Moving back to the plot, the pyramid is an ancient site that the predators use as a ritualized hunting ground. Down in the basement is an alien queen that lays eggs. Up above, the eggs are placed in a sacrificial chamber to impregnate humans. The aliens that then burst forth are hunted by the predators. This little song and dance has taken place once every hundred years for millennia, according to Anderson’s backstory. It’s fortunate for the predators that Weyland brought some fodder to the pyramid, otherwise the predators would have nothing to do.
Eggs hatch, then aliens hatch, then predators fight aliens. Humans team up with predators. Climax. Denouement. Curtain. The end.
This flick really is a piece of shit. Anderson treats much of the setup as something to be gotten through as quickly as possible. That’s not the worst sin of filmmaking, but if he was just going to pay lip service to how things work in this fictional universe, then he shouldn’t have bothered with the introductory stuff. All it ended up doing was cram more idiocy into the movie.

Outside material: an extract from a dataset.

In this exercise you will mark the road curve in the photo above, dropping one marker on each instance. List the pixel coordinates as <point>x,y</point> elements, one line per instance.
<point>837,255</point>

Like almost all of his work, Alien vs. Predator looks great. But it’s so shallow. There’s just nothing Anderson can offer beyond an idea — predators hunting aliens — that wasn’t even his to begin with. With the exception of look and feel, everything he brings to this project stinks. For only the second time in Shitty Movie Sundays history, we have a tie. Alien vs. Predator is just as shitty as Alien: Resurrection. How appropriate.